I was very interested in hearing of your dinner party on Thanksgiving Day. If you should see Ray Williamson, please give him my regards.

By now you will have begun to realise what a Chicago winter is like. I note what you say about your need of a heavy overcoat, but I am wondering whether you would not be well advised to wear heavier underclothing rather than to purchase a heavier coat. I think the same amount of warmth could be secured in that way, rather than in the other.

Quite a number of people told us that you had sent Christmas cards to them, and I am very glad that you did so.

Thank you for the information concerning the phonograph records. I will check up our records with the list you have provided.

It was very nice of John Cook to send on a small amount to you and to suggest his desire to pay your college expenses. I hope you wrote him telling him that that was not at all necessary, although you appreciated the good will and thoughtfulness of his action.


BUSH FIRES WORSE. (1932, January 20).
The Argus (Melbourne, Vic.: 1848-1956), p. 7.
Retrieved August 17, 2012, from
http://nla.gov.au/nla.news-article4413702
Under separate cover I am sending a copy of today's "Argus" which gives particulars of the heat wave, bush fires, etc., which I thought you would be interested in reading. It was a corker of a day yesterday, with temperature of 108.9, the highest it has been for 24 years.

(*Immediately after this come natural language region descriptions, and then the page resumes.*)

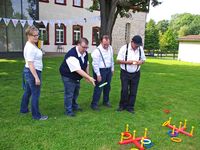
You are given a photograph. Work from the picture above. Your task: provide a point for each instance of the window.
(60, 35)
(46, 1)
(95, 35)
(78, 3)
(44, 34)
(127, 32)
(61, 2)
(77, 33)
(96, 5)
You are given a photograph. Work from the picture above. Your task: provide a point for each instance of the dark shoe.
(43, 118)
(71, 114)
(107, 105)
(120, 109)
(95, 108)
(78, 109)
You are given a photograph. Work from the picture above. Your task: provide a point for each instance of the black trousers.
(129, 86)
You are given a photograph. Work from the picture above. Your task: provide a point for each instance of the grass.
(164, 84)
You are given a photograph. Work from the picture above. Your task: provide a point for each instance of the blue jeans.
(129, 86)
(71, 88)
(33, 91)
(106, 75)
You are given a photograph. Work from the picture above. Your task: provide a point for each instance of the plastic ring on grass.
(165, 123)
(148, 145)
(134, 149)
(176, 139)
(171, 135)
(146, 141)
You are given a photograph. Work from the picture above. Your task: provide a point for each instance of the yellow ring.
(127, 137)
(165, 123)
(176, 139)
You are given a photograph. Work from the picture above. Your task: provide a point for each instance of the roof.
(192, 38)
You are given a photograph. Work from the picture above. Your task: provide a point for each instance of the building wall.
(189, 52)
(53, 11)
(12, 39)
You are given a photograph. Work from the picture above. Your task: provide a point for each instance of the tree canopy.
(110, 9)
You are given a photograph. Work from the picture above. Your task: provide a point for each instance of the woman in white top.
(32, 74)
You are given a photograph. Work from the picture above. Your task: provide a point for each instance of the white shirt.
(73, 62)
(97, 61)
(34, 54)
(131, 55)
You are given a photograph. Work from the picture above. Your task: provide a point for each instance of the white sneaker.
(43, 118)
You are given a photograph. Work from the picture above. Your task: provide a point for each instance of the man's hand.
(37, 81)
(140, 62)
(92, 80)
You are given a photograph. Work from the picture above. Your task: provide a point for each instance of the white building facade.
(62, 36)
(189, 48)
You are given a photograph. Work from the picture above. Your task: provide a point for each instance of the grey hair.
(30, 30)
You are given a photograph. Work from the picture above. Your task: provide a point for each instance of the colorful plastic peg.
(134, 134)
(192, 130)
(145, 132)
(126, 127)
(180, 125)
(170, 118)
(185, 123)
(173, 129)
(142, 142)
(122, 137)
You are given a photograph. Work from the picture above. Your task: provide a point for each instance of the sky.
(171, 7)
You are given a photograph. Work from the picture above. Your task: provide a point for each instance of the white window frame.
(60, 39)
(77, 3)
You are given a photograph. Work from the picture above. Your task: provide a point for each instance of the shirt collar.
(130, 48)
(79, 54)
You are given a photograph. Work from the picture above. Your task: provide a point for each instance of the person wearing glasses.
(130, 57)
(32, 75)
(103, 68)
(73, 68)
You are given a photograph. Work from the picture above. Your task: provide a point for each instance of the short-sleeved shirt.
(33, 54)
(73, 62)
(98, 60)
(131, 55)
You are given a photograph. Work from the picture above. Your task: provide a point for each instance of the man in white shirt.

I have not much in the direction of Association news, as the programme has not yet commenced, apart form some of the gym. classes. We do not anticipate there will be anything much organised during January. We are concentrating upon picnics, river excursions, etc. among the young men. As you know, the Boys' Department will not commence its programme until late February or early March.

We are to have a picnic on Feb. 1st (A.N.A. Day) to Manyung and hope to have a good turn out of Association members.

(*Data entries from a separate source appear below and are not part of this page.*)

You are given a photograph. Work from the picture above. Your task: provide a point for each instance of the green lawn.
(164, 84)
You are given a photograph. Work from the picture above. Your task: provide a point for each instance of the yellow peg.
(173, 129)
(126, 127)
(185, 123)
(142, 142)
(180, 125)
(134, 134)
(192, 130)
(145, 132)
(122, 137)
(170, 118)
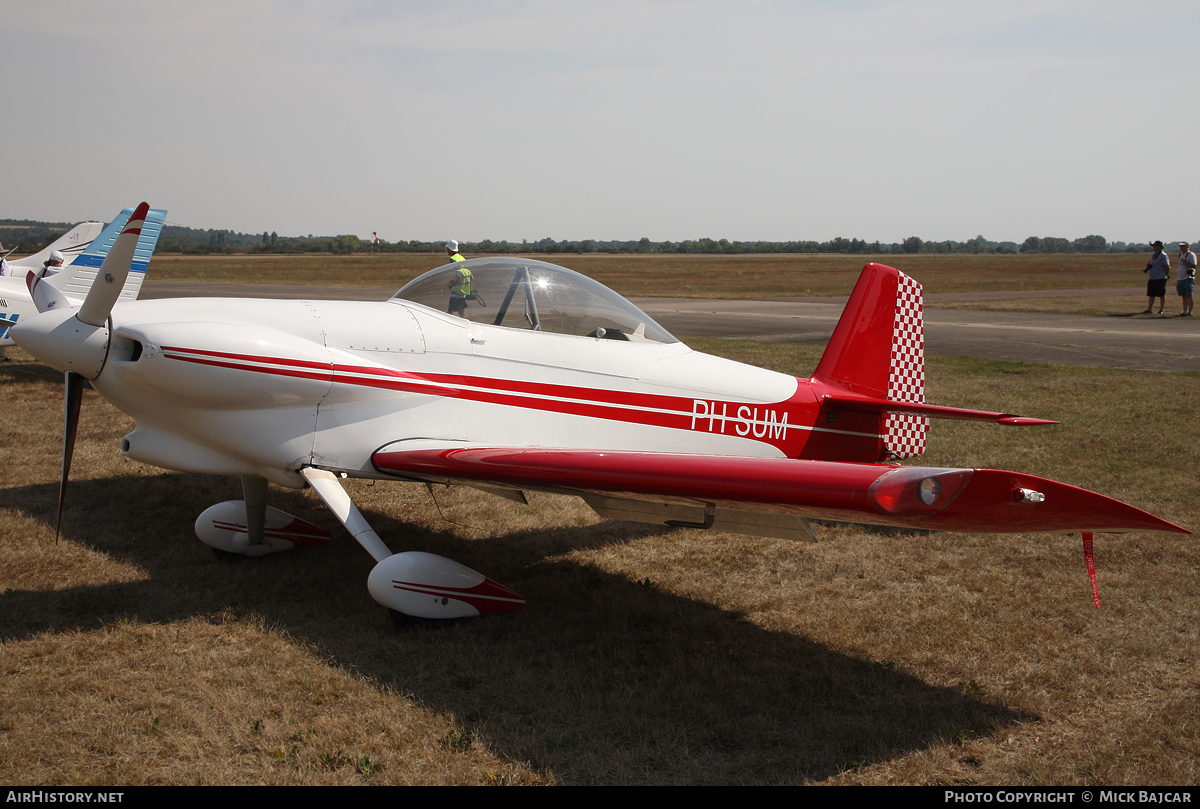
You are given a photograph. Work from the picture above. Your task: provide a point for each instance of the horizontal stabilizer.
(977, 501)
(869, 405)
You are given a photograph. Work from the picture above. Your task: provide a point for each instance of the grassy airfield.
(697, 276)
(645, 654)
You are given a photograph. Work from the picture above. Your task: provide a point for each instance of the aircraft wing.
(973, 501)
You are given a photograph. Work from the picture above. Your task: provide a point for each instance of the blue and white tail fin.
(71, 244)
(876, 357)
(82, 271)
(76, 277)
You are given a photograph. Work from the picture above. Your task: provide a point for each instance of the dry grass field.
(645, 654)
(693, 275)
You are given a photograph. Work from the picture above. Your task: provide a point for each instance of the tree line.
(31, 237)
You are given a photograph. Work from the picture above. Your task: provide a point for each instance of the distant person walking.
(460, 283)
(1186, 277)
(4, 271)
(52, 265)
(1159, 269)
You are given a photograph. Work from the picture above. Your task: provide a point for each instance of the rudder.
(877, 351)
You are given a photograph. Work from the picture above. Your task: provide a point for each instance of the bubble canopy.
(521, 293)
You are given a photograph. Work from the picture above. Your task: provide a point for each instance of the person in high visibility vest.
(460, 283)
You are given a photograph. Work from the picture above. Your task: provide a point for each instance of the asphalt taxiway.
(1138, 342)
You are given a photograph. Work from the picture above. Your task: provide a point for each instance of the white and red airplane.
(533, 378)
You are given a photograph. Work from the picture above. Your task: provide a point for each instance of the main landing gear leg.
(414, 583)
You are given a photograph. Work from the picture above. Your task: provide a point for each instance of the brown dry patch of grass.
(645, 654)
(691, 275)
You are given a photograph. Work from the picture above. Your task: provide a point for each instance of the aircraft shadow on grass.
(637, 672)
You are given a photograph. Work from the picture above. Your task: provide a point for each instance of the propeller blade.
(112, 274)
(73, 383)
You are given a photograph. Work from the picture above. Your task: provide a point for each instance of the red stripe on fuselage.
(630, 407)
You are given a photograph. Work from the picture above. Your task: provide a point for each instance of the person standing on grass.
(1159, 269)
(460, 283)
(1186, 277)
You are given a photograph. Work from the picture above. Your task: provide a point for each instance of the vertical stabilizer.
(877, 351)
(77, 277)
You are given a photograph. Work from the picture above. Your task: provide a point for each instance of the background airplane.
(561, 385)
(84, 249)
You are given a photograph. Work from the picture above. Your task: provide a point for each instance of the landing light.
(917, 491)
(929, 491)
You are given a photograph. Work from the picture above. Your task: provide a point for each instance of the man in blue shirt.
(1158, 268)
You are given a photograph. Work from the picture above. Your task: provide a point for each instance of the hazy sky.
(609, 120)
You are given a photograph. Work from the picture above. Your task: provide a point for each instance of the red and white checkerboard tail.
(904, 435)
(877, 352)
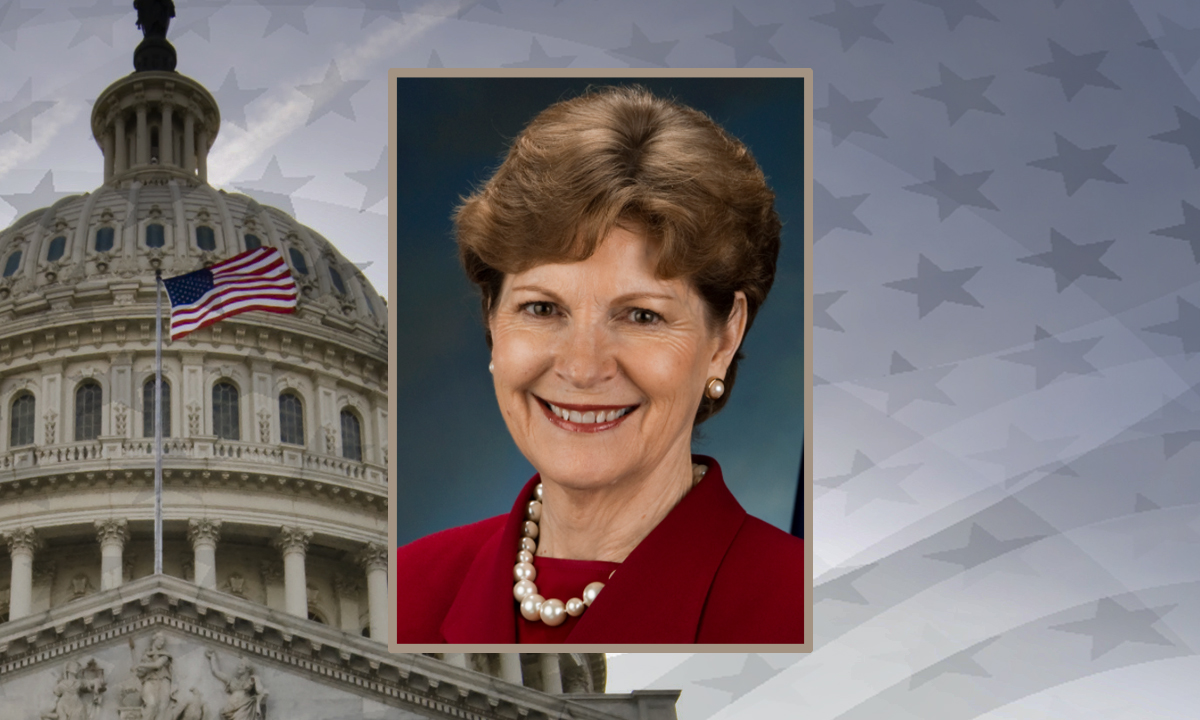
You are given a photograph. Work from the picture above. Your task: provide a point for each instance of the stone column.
(121, 157)
(204, 534)
(143, 137)
(113, 534)
(293, 544)
(202, 155)
(22, 545)
(551, 673)
(166, 137)
(190, 142)
(373, 559)
(510, 669)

We closed the year with a deficit of approximately £2700. This was £300 better than we expected so that we feel a little encouraged although the deficit is bad enough in all conscience. It means that we have increased our Bank liabilities by £5000 during the last two years, a position which gives us a great deal of concern.

Mr. Crosby is in Tasmania at present. His father is sinking. We expect any day to hear of news of his death. As you know, Mr. Crosby's father is in his 93rd year, so that his death is to be expected.

Jim. Straton is over from Adelaide, but I have not seen him yet. Conditions in the Adelaide Association are very bad and I should not be surprised if Jim Straton resigns. You will have received the January issue of Manhood, in its reduced form. We were glad to have it in its present condition, although we hate the idea of so many reductions in its pages.

Rex. returned last Saturday, after being away for nearly a fortnight. I understand he leaves again today or tomorrow and is likely to be away for a week to ten days.

We are to have the Senior camp reunion tonight and hope there will be a good turn out of the men.

Mr. Hines is keeping well. Miss Bourchier is away this week, but will be returning  next week. Reg. Gray has not been successful in securing a job, but I understand that Jim Gray is not having too good a time in his little music store at Box Hill. We are likely to employ Harold Greenwood as pianist for the gymnasium classes, but that has not yet been definitely decided.

All the folk at home are well, I am happy to say. Mother is looking particularly well, and is much refreshed in body and mind as the result of the holiday. The kiddies will be writing to you again shortly.

We would like to know fuller particulars concerning your work at the Kenwood Church.

How did you get on with your first term's work? Give us details of the subjects you are taking and of the results of your term examinations.

We all unite in warmest love, and hope that you will have a thoroughly happy time in 1932.